Monday, August 22, 2005

yes! i do!!

I am selfish. No this is not just another inspiration from Ayn Rand. I am. I knew it from very begining. But I was and am hypocrite as well. I professed logic with the stupidity of the worst illogical person.
OK. Nothing to do with whatever i wrote above. I am still convinced with my stand on logic. But now I guess, I am becoming more like a sponge. Earlier I was like a stone. I could not absorb anything. I could listen to anything. I could not see anything. I wont say that I have become a continuous learner and stuff like that. But, yes, I am changing. And change is the only constant thing in nature.
Yes. I love her. I love her logically. Now its too late. I know. But atleast now I have the satisfaction of understanding my own emotions. Now I can tell that I can understand her. How can a person who can not understand his own emotions can understand and feel someone else's emotions.

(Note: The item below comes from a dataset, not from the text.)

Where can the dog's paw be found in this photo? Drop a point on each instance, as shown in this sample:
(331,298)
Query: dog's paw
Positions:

And love can be logical. I am not saying that "love is logical". I am working on the statement. But now I can say that even if the outcome turns out to be something else, I wont cease to exist. If I remain adamant on my theory of logic, or for that matter on anyone's theory of logic, beliving firmly that logic is the only means of understanding, it becomes illogical in itself.
The search might throw a lot of other questions and statements which might shatter a lot of my thinking process and convictions. But now I have the courage to face. And I will. I will continue to love her. Though it seems that I will never get her.

This is the most loosely written blog. Now I will keep on building on the bits and pieces I have thrown today. Its interesting.